SAN DIEGO (KGTV) -- It’s now been a week since the first Americans began their quarantines at MCAS Miramar after evacuating from the epicenter of the coronavirus, and all Charles Wasserburger wants is one thing: a pizza.
“I’m just eating the food they have here and suffering through all the pizza and burger commercials they have on TV,” he said.
To be clear, the Nebraska native says he’s not complaining about conditions on the base where he has been on a mandatory 14-day quarantine since Feb. 5. The government has provided all 232 evacuees at Miramar with televisions and cell phones to call or video chat with loved ones, free of charge.
But after seven days of meals provided by the government -- mostly catered Chinese food -- Wasserburger knows there’s glorious pizza just beyond his reach.
“I really did beg to have a pizza delivered because there’s a Pizza Hut like a mile away,” he said.
Wasserburger works for a microbiology company. He was in Wuhan, China on business when the outbreak began.
He hasn’t shown signs of the virus, but with two cases now confirmed among evacuees at Miramar, his wife in Omaha is a little worried on his behalf.
“Even when you’re trying to keep a positive attitude, which he has done, there’s still going to be those days when you’re second guessing, “Could I be that person that comes down with that horrible thing next?” Fauniel Wasserburger said.
The evacuees are allowed to mingle with each other in quarantine, although they’re supposed to stay six feet apart. Their only contact with the outside world is through video chat and package deliveries.

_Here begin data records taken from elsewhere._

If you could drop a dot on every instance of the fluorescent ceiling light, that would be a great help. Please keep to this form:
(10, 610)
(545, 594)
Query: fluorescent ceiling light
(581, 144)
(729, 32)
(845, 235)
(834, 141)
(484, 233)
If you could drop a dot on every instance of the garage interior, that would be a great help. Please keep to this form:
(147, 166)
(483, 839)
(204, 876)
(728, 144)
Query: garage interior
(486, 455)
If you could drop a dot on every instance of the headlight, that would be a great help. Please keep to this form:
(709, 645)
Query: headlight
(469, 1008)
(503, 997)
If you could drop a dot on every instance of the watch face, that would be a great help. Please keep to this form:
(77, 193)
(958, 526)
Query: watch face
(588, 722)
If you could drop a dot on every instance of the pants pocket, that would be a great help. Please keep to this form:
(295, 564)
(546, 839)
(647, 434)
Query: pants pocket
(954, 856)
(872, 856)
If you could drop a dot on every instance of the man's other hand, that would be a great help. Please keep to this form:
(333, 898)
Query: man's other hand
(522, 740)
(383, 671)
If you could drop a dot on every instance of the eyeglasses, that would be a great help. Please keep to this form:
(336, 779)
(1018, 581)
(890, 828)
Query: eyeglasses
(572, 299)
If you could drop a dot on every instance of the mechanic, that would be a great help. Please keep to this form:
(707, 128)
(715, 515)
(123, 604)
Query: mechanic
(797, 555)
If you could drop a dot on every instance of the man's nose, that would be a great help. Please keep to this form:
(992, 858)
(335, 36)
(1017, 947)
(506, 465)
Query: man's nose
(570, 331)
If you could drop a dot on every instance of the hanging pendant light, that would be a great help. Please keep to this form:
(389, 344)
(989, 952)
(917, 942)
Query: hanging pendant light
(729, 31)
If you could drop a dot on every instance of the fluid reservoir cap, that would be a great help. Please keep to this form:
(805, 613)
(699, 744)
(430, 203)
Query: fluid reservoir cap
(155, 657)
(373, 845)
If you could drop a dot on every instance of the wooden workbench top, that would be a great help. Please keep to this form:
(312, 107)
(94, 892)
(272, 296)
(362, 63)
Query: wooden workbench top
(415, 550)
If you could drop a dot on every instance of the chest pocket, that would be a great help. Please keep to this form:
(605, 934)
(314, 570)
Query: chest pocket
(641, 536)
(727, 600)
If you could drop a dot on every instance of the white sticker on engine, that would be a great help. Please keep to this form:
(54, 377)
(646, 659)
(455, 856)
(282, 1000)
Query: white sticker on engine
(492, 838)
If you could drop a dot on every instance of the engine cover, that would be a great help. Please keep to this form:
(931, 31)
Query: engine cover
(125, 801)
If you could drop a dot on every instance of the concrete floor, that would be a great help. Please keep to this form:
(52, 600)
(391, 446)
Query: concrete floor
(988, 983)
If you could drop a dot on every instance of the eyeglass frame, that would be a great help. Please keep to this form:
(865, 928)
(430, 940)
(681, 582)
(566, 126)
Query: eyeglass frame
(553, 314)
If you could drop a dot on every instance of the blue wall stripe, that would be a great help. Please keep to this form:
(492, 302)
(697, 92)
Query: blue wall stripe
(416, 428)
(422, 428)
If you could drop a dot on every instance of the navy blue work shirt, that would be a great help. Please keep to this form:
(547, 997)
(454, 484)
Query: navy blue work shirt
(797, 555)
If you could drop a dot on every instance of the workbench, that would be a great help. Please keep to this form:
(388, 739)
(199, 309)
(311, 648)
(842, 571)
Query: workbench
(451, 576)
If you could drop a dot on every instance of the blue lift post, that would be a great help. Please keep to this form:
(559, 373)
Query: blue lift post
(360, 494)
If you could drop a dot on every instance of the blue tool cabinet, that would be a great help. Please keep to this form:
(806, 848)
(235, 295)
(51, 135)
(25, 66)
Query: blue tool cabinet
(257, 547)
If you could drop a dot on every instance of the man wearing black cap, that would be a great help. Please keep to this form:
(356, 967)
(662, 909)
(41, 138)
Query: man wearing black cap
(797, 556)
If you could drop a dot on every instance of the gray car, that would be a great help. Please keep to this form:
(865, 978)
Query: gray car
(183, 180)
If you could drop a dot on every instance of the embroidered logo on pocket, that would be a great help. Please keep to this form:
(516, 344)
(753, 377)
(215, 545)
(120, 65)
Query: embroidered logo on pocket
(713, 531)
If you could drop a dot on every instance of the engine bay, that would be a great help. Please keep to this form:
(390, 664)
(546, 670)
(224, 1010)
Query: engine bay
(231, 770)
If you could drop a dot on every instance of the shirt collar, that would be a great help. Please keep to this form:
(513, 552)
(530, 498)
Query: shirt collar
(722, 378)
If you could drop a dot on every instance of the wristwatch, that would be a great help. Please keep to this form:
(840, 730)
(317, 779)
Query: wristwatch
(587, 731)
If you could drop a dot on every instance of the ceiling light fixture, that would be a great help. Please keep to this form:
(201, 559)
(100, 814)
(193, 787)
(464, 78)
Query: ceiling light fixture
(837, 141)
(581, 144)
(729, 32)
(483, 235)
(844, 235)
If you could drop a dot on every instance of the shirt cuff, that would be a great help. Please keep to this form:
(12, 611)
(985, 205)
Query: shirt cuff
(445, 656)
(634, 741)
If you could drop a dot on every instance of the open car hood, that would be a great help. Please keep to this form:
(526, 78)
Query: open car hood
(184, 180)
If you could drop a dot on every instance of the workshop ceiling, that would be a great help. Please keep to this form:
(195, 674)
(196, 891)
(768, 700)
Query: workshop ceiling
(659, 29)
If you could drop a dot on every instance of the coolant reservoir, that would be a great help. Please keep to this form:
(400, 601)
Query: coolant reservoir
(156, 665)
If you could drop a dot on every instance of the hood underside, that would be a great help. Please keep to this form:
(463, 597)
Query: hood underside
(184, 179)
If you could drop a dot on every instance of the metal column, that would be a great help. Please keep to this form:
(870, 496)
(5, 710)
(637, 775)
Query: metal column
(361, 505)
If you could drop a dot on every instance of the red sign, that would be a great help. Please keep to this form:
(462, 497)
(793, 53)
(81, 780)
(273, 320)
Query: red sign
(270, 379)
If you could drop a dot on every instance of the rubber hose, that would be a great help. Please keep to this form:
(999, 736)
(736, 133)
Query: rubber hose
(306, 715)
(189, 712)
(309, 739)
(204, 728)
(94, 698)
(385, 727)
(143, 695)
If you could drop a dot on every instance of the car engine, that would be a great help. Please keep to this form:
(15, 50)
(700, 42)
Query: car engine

“We had 180 packages from Amazon delivered yesterday, including fresh foods,” said Caroline Thorman, a spokeswoman for the Department of Health and Human Service Administration For Children and Families.
Deliveries to the base must be screened first, then they can be taken to the lobby of one of the two hotels where evacuees are staying, Thorman said. Anyone who interacts with people under quarantine must wear personal protective gear.
Thorman said evacuees have received a number of donations from the community, including books, children’s toys and diapers. The Red Cross provided comfort kits. Anyone wishing to make a donation in the San Diego area should call 2-1-1, she said.
“We want to make it easy as possible and as comfortable as possible for these returning Americans,” she said.
It wasn’t immediately clear why pizza posed an added challenge, but Thorman said she was happy to accommodate the request.